2020 Takeaways
2020. What a powerful year! Disruptive and disorienting, troublesome and traumatic. The year of a pandemic — and protests — around the world. And then some. Easily a year for the history books. You might also say, easily the most transformational year so far for the modern world. It managed to stop the world in its tracks, after all, what else can claim that feat?
Words like "lockdown", "quarantine" and "social distancing" found a whole new meaning this year, one that nobody in our generation will ever perceive differently. We're also never going to look down on people for using masks and hand sanitizers in public (in India), finally those things are no longer reserved for the hygiene conscious, or considered alienating.
This was also a year for true digital revolution, with technology being nearly the sole thread holding the world together. Imagine 2020 twenty years ago, and wonder what would and would not have sustained us. Where I live, we didn't even have that many telephones back then, something like the internet would've been a pipe dream. To think of how much technology has evolved since then and kept us afloat with this year's challenges, says a lot about human progress. Nonetheless, progress was exactly what 2020 stifled.
In a perhaps most well-documented humanity event that this year has been, my takeaways from it aren't necessarily pandemic-related. The world may have shared the same fate, but I think every human life was affected by it differently. Our own individual world might've been a little different from our collective one. So here's seven positive, reinforcing, and no-BS takeaways from the year, ones that come from my own little world, in no particular order:
Your BIG victories may fulfil you, but it's the little wins in life that fuel you. Things like making a sandwich that turns out to be delicious, or winning a game of badminton against your brother, or receiving an uplifting compliment from someone, or giving your beard a perfect trim, or engaging in a happy conversation with another human being, can mean much more than many bigger achievements in our daily lives. One tiny win like that can easily improve your day and make it more pleasant.
Goodness is best paid forward. Happiness is best when it's shared. And hope is best when it's consciously cultivated.
Nothing will ever beat, or be a better gift to anyone than, your sincere presence. Being present for your loved ones, not to the point of being excessively available, but being present while you're with them (physically or digitally), and in spirit, will always be valued. Humans vie for sincere attention and honest engagements, and if you can give that, not only will you receive it as well, you will be a good friend, too.
At the root of it, most of our relationship problems are just poor communication that has intensified. Even in a friendly context, nothing damages attachments more than poor communication. A timely response signals respect. A call is better than a text. And a conversation is better than a confrontation. Always.
Animals and birds deserve more love and respect than we tend to give them. The companionship of a dog, even if a stray, can bring such pure joy that few things in life can. The smartness of a bird, even if a crow, can bring such a sense of wonder that few things in life can. Did you know that a crow can ask you for food by constantly and demandingly cawing for it? And then dip that food in water before consuming it? Magnificent birds.
It's important to pay attention to the media you consume, and especially how much of it. You can spend away all your time scrolling mindlessly on the internet, expend hours on hundreds of 15 second videos, be overloaded by news or information that serves you little, or lose your sense of reality by binge-watching one show after another. These platforms are designed to do that to us. But you have to establish boundaries with them if you want your life to amount to something more than content consumption. Your attention is currency, and the sooner you realise that, the more mindful you'll be of spending it.
You don't have to be ill to realise your own mortality. You don't have to have lost to be humble. You don't have to be old to be wise. And you don't have to have a partner to feel complete — that is if you're single. Self-awareness, self-acceptance, self-discovery, and self-love are wonderful virtues that can make life more meaningful and magical than the conventional narrative we grow up to accept of it. It's the secret to contentment.

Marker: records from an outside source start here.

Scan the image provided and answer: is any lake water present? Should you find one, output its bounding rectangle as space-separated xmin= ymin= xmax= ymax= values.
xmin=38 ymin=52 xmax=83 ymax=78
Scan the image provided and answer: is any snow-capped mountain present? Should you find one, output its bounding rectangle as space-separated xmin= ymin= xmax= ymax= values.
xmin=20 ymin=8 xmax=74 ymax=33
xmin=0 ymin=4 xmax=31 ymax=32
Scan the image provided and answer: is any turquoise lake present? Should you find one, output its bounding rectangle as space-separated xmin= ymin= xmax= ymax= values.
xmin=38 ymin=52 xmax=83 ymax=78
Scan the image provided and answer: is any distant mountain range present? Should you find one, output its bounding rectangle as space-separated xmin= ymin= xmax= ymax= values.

While there's many other lessons that I could've shared, some particularly relevant to the pandemic and the suffering it has caused, these are the ones that I think speak more to our long-term need of reinforcement in life. I have no idea how the next year will turn out, and I don't put much stock in trying to predict it. If nothing else, I do take away the unpredictability of this year with me into the next one.
While many would be glad that this terrible year is finally over, I think nobody can deny that it managed to instil a sense of otherworldly power that humanity had not seen in ages, a supernatural force that put humanity in a place of insignificance, if only temporarily. Generations were affected by this year, and generations will remember it. 2020 was that powerful a year. Terrible, yes, but powerful. And now we know even powerful things must come to an end.